In a culture with many conditions that favor white men, it’s much easier for white men to appear wise and insightful. Illogical as it obviously is, this appearance is key when it comes to getting recognition in academic philosophy circles. The fact that our archetypal image of a philosopher is a white, Western man hurts the credibility of anyone who doesn’t fit that mold before they ever speak.

We are committing a collective ad hominem fallacy by poisoning our own well of ideas. This must certainly discourage women and minorities from entering any debate. While this is bad news for these groups in both the context of the philosophy community and the world at large, it’s also bad for everyone else in philosophy, and as a result, bad for society.

We are ironically sabotaging our own community and culture with our own bad logic. “Before you listen to her, let me remind you that she’s been in jail…”

Even if we completely ignore the race and gender-based political implications of what is happening here, we are still left with other ethical issues, as well as practical ones.

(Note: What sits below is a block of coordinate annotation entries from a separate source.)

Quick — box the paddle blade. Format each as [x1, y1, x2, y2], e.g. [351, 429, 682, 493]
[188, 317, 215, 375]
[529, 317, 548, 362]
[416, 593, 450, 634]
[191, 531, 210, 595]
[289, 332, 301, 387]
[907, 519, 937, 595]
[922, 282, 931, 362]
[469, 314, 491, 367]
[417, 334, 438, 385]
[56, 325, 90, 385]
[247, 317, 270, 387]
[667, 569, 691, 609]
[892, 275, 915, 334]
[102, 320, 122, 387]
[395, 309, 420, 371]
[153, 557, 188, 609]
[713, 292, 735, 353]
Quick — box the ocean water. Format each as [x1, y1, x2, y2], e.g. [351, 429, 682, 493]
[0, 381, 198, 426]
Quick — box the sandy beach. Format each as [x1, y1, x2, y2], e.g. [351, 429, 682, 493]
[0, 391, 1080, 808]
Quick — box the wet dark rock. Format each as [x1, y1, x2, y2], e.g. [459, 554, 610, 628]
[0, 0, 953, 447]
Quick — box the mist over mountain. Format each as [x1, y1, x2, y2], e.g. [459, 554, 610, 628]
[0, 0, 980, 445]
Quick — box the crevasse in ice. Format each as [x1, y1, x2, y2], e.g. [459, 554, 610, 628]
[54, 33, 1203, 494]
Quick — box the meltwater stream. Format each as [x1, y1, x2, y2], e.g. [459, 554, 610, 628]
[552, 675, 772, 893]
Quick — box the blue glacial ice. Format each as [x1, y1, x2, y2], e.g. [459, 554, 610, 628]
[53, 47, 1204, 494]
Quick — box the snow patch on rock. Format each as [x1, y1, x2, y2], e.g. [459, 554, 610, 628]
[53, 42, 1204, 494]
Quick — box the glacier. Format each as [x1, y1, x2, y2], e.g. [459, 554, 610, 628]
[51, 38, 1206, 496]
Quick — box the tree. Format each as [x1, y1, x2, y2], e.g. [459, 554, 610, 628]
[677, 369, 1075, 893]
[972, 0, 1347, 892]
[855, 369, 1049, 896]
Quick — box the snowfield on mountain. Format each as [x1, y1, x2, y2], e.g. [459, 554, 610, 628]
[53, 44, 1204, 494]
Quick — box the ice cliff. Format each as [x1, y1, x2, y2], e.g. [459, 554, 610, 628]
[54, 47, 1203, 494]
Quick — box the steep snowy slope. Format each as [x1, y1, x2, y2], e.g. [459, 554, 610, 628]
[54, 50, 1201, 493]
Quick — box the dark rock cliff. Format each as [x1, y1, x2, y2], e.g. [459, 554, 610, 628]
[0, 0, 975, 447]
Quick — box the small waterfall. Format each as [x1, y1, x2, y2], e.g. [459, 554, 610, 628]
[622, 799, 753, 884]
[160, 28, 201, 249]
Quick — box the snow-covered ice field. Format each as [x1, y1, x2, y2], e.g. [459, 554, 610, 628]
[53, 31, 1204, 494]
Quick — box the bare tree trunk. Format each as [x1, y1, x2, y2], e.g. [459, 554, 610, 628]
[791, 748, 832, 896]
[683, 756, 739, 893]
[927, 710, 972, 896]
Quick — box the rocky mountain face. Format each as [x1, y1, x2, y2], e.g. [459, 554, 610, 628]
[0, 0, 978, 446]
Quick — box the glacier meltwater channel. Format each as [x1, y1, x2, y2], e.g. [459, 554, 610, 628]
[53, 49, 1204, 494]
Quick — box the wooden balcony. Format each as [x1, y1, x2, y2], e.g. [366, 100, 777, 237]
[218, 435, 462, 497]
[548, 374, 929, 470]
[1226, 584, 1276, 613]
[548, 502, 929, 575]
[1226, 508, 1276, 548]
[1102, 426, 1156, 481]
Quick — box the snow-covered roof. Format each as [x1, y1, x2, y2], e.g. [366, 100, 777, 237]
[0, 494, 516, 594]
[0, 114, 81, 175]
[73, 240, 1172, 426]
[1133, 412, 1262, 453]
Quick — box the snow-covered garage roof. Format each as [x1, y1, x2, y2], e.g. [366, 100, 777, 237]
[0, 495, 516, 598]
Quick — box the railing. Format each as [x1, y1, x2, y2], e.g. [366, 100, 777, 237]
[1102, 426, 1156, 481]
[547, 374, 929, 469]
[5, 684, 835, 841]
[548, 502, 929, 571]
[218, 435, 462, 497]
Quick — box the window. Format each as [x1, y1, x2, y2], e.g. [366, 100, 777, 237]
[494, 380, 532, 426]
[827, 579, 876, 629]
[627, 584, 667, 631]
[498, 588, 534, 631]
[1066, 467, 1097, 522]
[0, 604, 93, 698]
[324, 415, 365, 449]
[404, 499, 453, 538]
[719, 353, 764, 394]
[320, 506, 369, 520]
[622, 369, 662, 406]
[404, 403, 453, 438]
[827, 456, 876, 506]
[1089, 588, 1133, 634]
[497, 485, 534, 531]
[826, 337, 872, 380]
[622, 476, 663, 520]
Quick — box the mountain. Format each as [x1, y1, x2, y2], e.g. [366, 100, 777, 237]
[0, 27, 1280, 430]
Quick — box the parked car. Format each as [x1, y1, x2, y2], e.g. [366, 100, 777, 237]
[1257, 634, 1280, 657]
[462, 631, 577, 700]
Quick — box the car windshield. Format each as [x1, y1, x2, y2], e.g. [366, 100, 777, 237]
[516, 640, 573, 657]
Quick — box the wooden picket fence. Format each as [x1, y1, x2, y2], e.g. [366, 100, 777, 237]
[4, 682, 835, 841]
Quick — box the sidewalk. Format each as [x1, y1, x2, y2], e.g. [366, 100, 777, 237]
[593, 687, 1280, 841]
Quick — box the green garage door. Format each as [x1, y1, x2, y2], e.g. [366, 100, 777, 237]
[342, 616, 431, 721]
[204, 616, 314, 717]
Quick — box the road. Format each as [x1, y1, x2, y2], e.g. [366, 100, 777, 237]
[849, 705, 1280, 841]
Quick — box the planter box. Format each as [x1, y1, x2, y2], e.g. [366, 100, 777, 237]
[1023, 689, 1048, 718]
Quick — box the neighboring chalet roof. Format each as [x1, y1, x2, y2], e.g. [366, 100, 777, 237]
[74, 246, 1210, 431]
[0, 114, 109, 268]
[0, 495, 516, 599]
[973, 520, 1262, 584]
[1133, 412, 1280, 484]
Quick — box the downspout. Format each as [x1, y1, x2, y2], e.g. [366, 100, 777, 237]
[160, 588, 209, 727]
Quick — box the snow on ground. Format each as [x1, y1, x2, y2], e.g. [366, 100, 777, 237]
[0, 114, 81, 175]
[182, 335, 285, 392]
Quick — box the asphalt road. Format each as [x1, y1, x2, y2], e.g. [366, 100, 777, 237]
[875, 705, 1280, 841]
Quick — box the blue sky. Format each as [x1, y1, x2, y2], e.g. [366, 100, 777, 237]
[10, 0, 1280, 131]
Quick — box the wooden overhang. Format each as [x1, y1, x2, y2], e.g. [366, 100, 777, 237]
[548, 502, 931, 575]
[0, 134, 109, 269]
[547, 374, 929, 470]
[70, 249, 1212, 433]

We shouldn’t change the academic philosophy narrative just because refusing to do so is racist, misogynistic, archaic, and wrong; we should do it because there is an undeniable intrinsic value to cultivating broader views of life in our society’s future thinkers, as well as to cultivating diversity in the pool of said thinkers.

Without politicizing the issue at all, in maintaining the status quo we are still guilty of failing to do our jobs as seekers of truth. The motto of my university is, “Let knowledge serve the city.” We are failing to facilitate this, though ours is the department that is perhaps most concerned with how knowledge serves us.

I, myself, serve as an example of someone who was frustrated with the lack of cultural diversity in my department’s curriculum even before I started reading the opinions of others on the subject. There are many parallel ideas across cultures, and exploring their similarities and differences can help us to better understand the nature of human thought.

Excluding non-European thought from the academic philosophy narrative doesn’t just hurt the interests of non-Europeans overall, it also hurts the ability of students like me to learn the thinking skills which we are studying philosophy in order to obtain, and narrows our perspectives of the world. These are serious consequences when it comes to nurturing our minds, because our minds will be responsible for passing on the legacy of humanity’s centuries-old pursuit of wisdom.


The ancient Aztecs believed that a good life is a life spent doing what is worthwhile. It was a common aphorism in their culture to say that the earth was “slippery.” They thought it was unrealistic to live a life in which we are expected not to make mistakes.

According to philosophy professor Sebastian Purcell:

“The Aztecs held, in short, that it’s unrealistic to think that anyone can lead a perfectly good life, one in which you never slip up. A better goal, then, is to try to lead a rooted life, which they called neltiliztli: literally, rootedness. In this kind of life, one is able to manage the mistakes and slip-ups well, rather than avoid them altogether. The reward is not happiness necessarily, but the promise of a worthwhile life.”

Purcell goes on to mention that public drunkenness was severely punished in the Aztec capital. Nobles could even be put to death for such careless behavior. Among my own friends, when someone behaves carelessly like that, we say that they are “slippin’.”

According to Urban Dictionary, this colloquialism is defined as, “Off guard, not paying attention to your surroundings and not putting in the right effort.”

Philosophy: You are slippin’.

Those of us who have chosen the contemplative life have a responsibility to ourselves and to the world to relentlessly pursue knowledge. In this worthwhile pursuit, we must learn to manage our mistakes.